/wembed.jl

Primary LanguageJuliaOtherNOASSERTION

wembed.jl

This packedge in inspired by [Deeplearning4j 0.4] (https://github.com/deeplearning4j/deeplearning4j). All the output values are compared with the same.

  • Objective Presentation of results using neural word embeddings from google word2vec.
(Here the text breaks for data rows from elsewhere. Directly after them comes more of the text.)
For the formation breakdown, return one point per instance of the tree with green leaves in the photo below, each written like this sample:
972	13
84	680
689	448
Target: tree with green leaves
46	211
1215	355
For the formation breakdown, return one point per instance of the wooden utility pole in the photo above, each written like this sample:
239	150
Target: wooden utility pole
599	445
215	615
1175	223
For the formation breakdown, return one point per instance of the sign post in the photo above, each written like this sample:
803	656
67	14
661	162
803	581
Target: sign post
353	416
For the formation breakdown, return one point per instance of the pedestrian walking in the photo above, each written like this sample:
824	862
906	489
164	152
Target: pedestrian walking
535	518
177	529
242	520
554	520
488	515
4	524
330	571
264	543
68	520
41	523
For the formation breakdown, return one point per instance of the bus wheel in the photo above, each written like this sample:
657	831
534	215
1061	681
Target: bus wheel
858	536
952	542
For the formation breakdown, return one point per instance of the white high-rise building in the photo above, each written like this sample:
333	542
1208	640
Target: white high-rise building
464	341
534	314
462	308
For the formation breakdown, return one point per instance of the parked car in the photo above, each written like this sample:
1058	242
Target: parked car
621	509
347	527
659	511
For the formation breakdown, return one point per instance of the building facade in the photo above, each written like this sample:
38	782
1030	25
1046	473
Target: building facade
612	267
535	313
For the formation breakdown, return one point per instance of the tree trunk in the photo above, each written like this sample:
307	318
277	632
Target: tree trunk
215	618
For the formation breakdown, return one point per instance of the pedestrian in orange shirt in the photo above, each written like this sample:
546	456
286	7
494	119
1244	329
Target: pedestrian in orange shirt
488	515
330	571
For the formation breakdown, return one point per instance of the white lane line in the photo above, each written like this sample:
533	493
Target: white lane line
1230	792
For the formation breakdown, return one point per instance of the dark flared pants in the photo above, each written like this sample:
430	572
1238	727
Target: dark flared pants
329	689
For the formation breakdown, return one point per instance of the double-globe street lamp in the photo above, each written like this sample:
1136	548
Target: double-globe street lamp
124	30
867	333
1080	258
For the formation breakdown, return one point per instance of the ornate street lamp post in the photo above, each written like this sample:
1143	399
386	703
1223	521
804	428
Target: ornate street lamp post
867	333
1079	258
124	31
Basic utils for googles word2vec model.

  • Prerequisites

Download Google's pre-trained word2vec model [GoogleNews-vectors-negative300.bin.gz] (https://doc-0g-8s-docs.googleusercontent.com/docs/securesc/ha0ro937gcuc7l7deffksulhg5h7mbp1/al13g6nqr9icmcn8qsbdkn4dh515mmqi/1486447200000/06848720943842814915/*/0B7XkCwpI5KDYNlNUTTlSS21pQmM?e=download) into wembed.jl/res/

  • Installation
cd .julia/v0.5/
git clone https://github.com/salonip/wembed.jl.git
  • Usage
using wembed

bin_path = "../res/GoogleNews-vectors-negative300.bin"
model_path = "../res/word2vec_model.hdf5"

wembed.bin2hdf5(bin_path, model_path) #converts the binary file of google word2vec to hdf5
wembed.init(model_path) # loads the hdf5 word2vec model to memory
wembed.getvector("queen", false) #returns the vector form of 300X1 of given word.Returns false if the word is not present
wembed.getsimilarity("king", "queen") #returns the similarity value of king and queen in float
wembed.wordnearest("king", 5) #returns the top 5 similar words of king with the relative distance

wordsAsString = "breakfast sushi dinner lunch"
wembed.odd1out(wordsAsString) #selects the odd one from the given words in wordsAsString

wordset1 = ["king", "queen"]
wordset2 = ["emperor", "empress"]
nsimilarity(wordset1, wordset2) #returns the similarity between the sets

wordset1 = ["king", "man"]
wordset2 = ["queen", "woman"]
nsimilarity(wordset1, wordset2)

# vectorize a sentence using vector of words in it where default value is 0.25 for unavailable words
sentence = "Julia is a developing language"
words = map(String, split(sentence))
vector = getvector(words, fill(0.25,300))